Vor dem Hintergrund der Covid-19-Pandemie bleibt für das Oberlandesgericht Hamm Leitlinie, die Empfehlungen des Robert Koch-Instituts zu Abständen und Hygiene einzuhalten. 

Dies bedeutet für das Oberlandesgericht Hamm Folgendes:

- Anträge sollen nach Möglichkeit schriftlich – per Post, Telefax oder über den Hausbriefkasten – eingereicht werden.

- Persönliche Vorsprachen sind nur nach vorheriger Terminabsprache möglich. 

- Keinen Zutritt in das Gerichtsgebäude erhalten Besucher, die
  • Symptome einer Corona Erkrankung zeigen oder
  • innerhalb der letzten 14 Tage persönlich Kontakt mit einer Corona-infizierten Person hatten. 

- Halten Sie bitte im Gebäude mindestens 1,50 m Abstand zu anderen Personen.

- Soweit der Mindestabstand von 1,50 m nicht eingehalten werden kann, ist das Tragen eines Mund-Nasen-Schutzes
  erwünscht.
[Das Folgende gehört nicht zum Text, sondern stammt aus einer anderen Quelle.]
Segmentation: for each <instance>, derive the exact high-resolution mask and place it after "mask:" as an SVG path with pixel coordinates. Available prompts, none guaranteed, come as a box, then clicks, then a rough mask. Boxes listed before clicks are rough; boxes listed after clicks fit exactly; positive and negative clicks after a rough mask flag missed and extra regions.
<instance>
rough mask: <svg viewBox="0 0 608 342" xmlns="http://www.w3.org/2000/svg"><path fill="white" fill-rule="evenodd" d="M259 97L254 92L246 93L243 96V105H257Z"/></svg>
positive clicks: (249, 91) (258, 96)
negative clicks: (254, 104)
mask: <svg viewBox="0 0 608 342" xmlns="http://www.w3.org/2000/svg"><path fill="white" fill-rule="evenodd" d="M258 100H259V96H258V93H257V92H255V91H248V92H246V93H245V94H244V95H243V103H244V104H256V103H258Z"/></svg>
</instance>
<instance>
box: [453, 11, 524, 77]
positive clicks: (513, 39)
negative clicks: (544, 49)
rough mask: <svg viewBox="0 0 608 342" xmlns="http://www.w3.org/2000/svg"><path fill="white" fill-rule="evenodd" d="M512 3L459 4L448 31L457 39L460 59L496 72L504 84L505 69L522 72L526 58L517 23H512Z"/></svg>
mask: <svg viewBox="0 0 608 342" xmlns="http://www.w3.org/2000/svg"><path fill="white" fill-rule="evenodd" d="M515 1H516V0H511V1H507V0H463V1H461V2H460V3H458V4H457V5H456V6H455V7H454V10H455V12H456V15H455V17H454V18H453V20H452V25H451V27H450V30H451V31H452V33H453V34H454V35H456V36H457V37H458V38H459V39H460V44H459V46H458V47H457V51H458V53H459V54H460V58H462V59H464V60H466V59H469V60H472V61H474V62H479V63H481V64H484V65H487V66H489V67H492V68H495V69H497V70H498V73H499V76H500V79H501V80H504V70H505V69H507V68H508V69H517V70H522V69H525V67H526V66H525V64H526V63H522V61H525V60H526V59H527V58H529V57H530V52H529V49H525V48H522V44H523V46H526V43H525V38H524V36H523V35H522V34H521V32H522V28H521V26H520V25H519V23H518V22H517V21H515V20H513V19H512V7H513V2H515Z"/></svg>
Bei der Einlasskontrolle ist ein entsprechender Schutz auf Aufforderung abzunehmen. In den Sitzungen
  gelten die Anordnungen des Vorsitzenden.

- Gerichtsverhandlungen sind öffentlich, wo es die Prozessordnung so vorsieht. Informationen zu konkreten Terminen
  können auch der Rubrik „Sitzungstermine“ der Webseite des Oberlandesgerichts entnommen werden.

- In den Verhandlungssälen wird für ausreichend Abstand zwischen den Anwesenden oder andere Schutzvorrichtungen
  gesorgt. Deshalb finden auch deutlich weniger Zuschauer in den Sälen Platz.

- Im Gebäude des Oberlandesgerichts stehen Desinfektionsmittel zur Verfügung. 

- Bitte beachten Sie die Hinweise und Aushänge am Eingang zum Gebäude und in den Sitzungssälen.